Few are the fields, apart from apoptosis, that are known to have recorded such a fast progression from pionieristic studies on invertebrates to clinical perspectives. This is exemplified by a growing number of studies focused on the involvement of apoptosis-related molecules in the etiology of multiple and heterogeneous diseases. The role of CD95/CD95L in ischemia-related neuronal damage was discussed by Huseyin Mehmet (London, UK) and Ana Martin-Villalba (Heidelberg, Germany). In the first presentation CD95 was shown to be expressed and functional in the developing rat brain and to be strongly upregulated in the hippocampus following the induction of cerebral hypoxic-ischemic injury. Consistently with these data, Ana Martin-Villalba provided evidence that death receptors may play a role in brain damage by showing that mice deficient in TNF or in functional CD95L are protected against brain ischemia. This protection is further enhanced in mice lacking both death ligands (gld/tnf−/−), indicating that there is some degree of redundancy between the two molecules, and can be at least in part reproduced in wild-type mice by administration of antibodies against TNF and CD95. In Alzheimer's disease the generation of amyloid-β peptide by cleavage of the amyloid-β precursor protein (APP) is known to increase sensitivity of neuronal cells to apoptotic cell death, but the mechanism underlying this phenomenon is still unclear. Luciano D'Adamio (Bethesda, USA) reported that cleavage of APP by γ-secretase liberates a peptide corresponding to the intracellular domain of the protein that acts as a positive regulator of apoptosis, possibly adding its cytotoxic effects to those mediated by the amyloid-β peptide.

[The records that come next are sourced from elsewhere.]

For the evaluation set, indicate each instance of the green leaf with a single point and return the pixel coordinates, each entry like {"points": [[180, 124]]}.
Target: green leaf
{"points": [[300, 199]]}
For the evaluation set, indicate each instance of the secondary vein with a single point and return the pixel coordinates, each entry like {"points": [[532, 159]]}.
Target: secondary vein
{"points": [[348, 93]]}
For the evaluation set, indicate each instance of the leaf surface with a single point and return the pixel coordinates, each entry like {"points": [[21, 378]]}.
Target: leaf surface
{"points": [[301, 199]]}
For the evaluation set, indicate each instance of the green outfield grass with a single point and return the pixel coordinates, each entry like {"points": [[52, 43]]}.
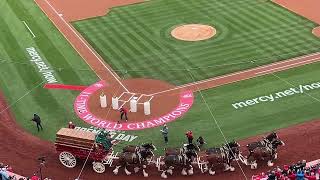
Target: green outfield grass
{"points": [[21, 82], [137, 38]]}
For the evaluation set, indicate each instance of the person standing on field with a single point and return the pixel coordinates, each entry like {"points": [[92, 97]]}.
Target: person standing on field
{"points": [[189, 136], [37, 120], [165, 131], [71, 125]]}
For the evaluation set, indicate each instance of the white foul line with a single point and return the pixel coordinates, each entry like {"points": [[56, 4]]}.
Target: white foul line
{"points": [[55, 11], [289, 65], [33, 36]]}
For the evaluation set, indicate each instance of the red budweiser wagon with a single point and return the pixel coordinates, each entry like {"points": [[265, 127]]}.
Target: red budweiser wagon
{"points": [[73, 144]]}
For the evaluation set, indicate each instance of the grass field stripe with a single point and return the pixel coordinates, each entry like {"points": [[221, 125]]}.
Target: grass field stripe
{"points": [[232, 74], [287, 82], [216, 122], [288, 66], [33, 36], [27, 93], [63, 20]]}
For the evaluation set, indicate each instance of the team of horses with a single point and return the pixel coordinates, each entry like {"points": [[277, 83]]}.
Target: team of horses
{"points": [[188, 156]]}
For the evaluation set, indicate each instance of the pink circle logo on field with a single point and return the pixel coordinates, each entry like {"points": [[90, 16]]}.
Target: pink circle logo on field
{"points": [[81, 108]]}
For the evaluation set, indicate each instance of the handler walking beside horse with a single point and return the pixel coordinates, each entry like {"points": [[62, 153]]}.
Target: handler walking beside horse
{"points": [[37, 119]]}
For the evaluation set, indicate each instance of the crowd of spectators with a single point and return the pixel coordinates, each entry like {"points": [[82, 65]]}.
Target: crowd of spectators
{"points": [[6, 173], [298, 171]]}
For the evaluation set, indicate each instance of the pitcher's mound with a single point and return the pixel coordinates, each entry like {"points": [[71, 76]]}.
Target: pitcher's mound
{"points": [[193, 32]]}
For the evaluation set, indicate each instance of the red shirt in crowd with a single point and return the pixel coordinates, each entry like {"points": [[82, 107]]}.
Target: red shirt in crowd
{"points": [[311, 177], [292, 176]]}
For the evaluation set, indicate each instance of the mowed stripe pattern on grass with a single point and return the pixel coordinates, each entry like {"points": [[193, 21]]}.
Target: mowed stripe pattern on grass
{"points": [[135, 40], [19, 76]]}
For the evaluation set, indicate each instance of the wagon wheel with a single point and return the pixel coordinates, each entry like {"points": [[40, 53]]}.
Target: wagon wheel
{"points": [[67, 159], [98, 167]]}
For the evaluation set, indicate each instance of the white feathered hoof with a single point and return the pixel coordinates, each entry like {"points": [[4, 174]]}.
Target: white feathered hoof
{"points": [[170, 171], [254, 165], [232, 169], [212, 172], [127, 172], [163, 175], [184, 172], [145, 174], [190, 171], [276, 156]]}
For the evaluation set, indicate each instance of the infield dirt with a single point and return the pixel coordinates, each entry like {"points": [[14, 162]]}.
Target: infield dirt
{"points": [[21, 150]]}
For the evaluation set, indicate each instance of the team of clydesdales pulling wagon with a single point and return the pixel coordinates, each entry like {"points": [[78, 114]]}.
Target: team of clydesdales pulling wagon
{"points": [[72, 144]]}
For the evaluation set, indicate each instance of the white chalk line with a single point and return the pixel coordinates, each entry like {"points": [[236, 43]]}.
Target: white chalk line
{"points": [[24, 22], [81, 39], [236, 73]]}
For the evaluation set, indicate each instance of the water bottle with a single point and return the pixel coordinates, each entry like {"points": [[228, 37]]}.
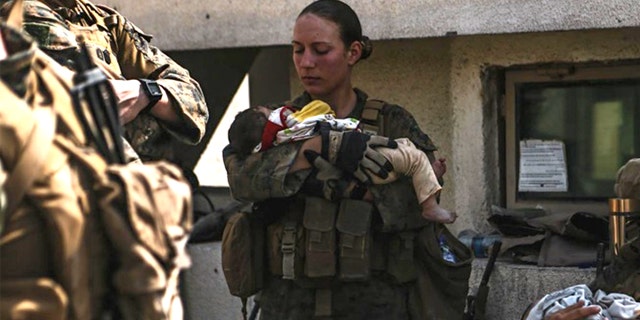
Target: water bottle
{"points": [[478, 243], [447, 255]]}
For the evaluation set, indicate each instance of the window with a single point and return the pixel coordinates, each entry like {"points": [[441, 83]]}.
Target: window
{"points": [[590, 115]]}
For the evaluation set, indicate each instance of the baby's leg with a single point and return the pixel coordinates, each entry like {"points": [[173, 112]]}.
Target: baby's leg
{"points": [[410, 161]]}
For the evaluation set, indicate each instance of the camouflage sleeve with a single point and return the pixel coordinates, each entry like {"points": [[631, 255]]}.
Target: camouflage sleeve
{"points": [[265, 174], [399, 123], [139, 59]]}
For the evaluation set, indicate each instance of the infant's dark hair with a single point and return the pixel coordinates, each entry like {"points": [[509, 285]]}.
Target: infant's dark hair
{"points": [[246, 131]]}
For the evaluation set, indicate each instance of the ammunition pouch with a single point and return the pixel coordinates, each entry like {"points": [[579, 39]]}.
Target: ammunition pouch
{"points": [[319, 225], [354, 225], [401, 250]]}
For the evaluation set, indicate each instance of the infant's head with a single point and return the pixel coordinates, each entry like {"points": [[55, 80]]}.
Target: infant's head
{"points": [[245, 133]]}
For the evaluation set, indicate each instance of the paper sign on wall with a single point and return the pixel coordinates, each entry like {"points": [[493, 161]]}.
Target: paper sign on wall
{"points": [[542, 166]]}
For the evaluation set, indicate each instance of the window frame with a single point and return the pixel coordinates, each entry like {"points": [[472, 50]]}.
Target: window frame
{"points": [[558, 73]]}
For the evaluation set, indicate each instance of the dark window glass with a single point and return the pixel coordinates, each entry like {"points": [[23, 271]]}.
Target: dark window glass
{"points": [[598, 121]]}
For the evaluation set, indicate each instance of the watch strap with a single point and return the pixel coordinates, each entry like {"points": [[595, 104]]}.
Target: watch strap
{"points": [[152, 89]]}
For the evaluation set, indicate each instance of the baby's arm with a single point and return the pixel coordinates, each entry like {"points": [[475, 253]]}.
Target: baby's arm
{"points": [[300, 162]]}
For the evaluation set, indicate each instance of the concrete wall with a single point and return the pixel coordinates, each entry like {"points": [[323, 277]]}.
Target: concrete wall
{"points": [[205, 24], [439, 81]]}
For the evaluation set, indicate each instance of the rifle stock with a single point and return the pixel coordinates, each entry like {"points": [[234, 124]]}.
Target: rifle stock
{"points": [[101, 123], [476, 304]]}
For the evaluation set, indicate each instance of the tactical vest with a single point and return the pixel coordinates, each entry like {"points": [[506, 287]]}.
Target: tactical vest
{"points": [[320, 243], [117, 228]]}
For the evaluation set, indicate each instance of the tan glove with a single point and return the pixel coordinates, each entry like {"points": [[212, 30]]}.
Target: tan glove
{"points": [[354, 153]]}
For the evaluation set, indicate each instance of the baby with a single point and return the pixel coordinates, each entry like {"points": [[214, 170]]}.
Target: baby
{"points": [[257, 129]]}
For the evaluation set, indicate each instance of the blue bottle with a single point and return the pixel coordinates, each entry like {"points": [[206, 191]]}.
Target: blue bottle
{"points": [[447, 255]]}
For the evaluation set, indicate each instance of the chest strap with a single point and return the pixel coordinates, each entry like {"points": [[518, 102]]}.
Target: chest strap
{"points": [[372, 120]]}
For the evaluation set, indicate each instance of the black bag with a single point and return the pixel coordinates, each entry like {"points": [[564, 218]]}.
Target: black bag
{"points": [[442, 286]]}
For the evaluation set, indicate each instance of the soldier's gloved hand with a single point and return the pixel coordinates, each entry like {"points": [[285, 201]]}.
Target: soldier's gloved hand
{"points": [[329, 180], [354, 152]]}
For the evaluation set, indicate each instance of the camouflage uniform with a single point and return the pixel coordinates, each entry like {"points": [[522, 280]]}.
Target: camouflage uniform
{"points": [[74, 233], [623, 274], [263, 178], [123, 51], [51, 246]]}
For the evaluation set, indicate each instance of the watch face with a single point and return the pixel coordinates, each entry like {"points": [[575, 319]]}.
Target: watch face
{"points": [[154, 89]]}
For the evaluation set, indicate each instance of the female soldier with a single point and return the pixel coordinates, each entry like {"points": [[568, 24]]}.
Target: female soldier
{"points": [[327, 44]]}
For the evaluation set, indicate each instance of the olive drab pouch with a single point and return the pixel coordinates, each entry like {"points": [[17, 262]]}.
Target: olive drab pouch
{"points": [[242, 254], [400, 263], [319, 221], [41, 299], [285, 246], [442, 286], [146, 215], [353, 225]]}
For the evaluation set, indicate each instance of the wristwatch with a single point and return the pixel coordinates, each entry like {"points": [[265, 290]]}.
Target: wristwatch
{"points": [[153, 92]]}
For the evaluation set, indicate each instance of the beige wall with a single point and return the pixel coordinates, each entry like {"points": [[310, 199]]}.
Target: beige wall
{"points": [[439, 81], [206, 24]]}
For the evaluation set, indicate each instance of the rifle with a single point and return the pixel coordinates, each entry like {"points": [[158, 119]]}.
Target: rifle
{"points": [[101, 124], [476, 305]]}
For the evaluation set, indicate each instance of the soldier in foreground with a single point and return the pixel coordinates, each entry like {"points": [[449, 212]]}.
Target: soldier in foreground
{"points": [[623, 274], [78, 239], [370, 272], [157, 98]]}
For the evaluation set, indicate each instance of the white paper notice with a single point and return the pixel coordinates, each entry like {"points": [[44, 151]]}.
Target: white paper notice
{"points": [[542, 166]]}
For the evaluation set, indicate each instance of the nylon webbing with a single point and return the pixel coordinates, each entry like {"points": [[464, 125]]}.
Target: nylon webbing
{"points": [[288, 248]]}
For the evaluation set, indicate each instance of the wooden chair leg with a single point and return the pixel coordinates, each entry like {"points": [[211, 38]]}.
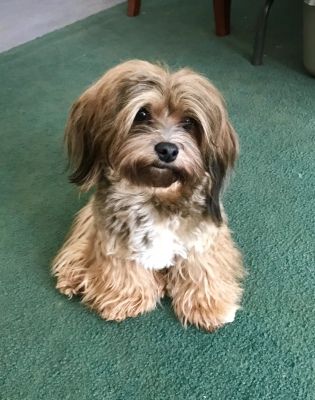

Apoptosis is an emerging mechanism of cardiomyocyte loss during heart failure. TNF-α is elevated in patients with end-stage heart failure, though its effects on cardiomyocyte survival are not yet clear. Gianluigi Condorelli (Philadelphia, USA) showed that JUN and AKT are responsible for the hypertrophic effect of TNF-α on cardiomyocytes, while FADD- and NF-κB-dependent pathways do not seem to play any role. Apoptosis could be induced by co-treatment of TNF and cycloheximide and could be prevented by acting both on the DISC complex or on mitochondria. In contrast to other cell types, the block of NF-κB, JUN or AKT did not sensitize cardiomyocytes to the pro-apoptotic effects of TNF-α, thus suggesting that a new TNF-dependent anti-apoptotic signaling is active in cardiomyocytes.

Increasing the susceptibility of tumor cells to death induced by the immune response or by chemotherapeutic agents is a major goal of apoptosis research. Christopher Stroh (Muenster, Germany) presented an intriguing strategy for enhancing apoptosis sensitivity of tumor cells by transfection of the NF-κB inhibitor IkBα fused with the viral protein VP22: the VP22-IkBα fusion protein migrates out of the transfected cell and is taken up by all the surrounding cells, where it proves highly effective in enhancing the apoptotic effects of TNF and etoposide. Finally, a new experimental strategy for vaccination against melanomas was proposed by Valerie Zimmerman (Milan, Italy), who achieved a long lasting immune response against the tumor by injecting mice with apoptotic melanoma cells coupled with functional TNF-α. The presence of TNF enhances immunogenicity of tumor cells, possibly by limiting the production of immunosuppressive cytokines at the site of apoptotic cell clearance.

Strengthened by young scientist interactions, future developments of the research lines described above are likely to increase our understanding the ever-surprising complexity of apoptosis. Therefore we look forward to the next workshop, planned to be held in 2002 in Spain, which promises to be as stimulating as the first two.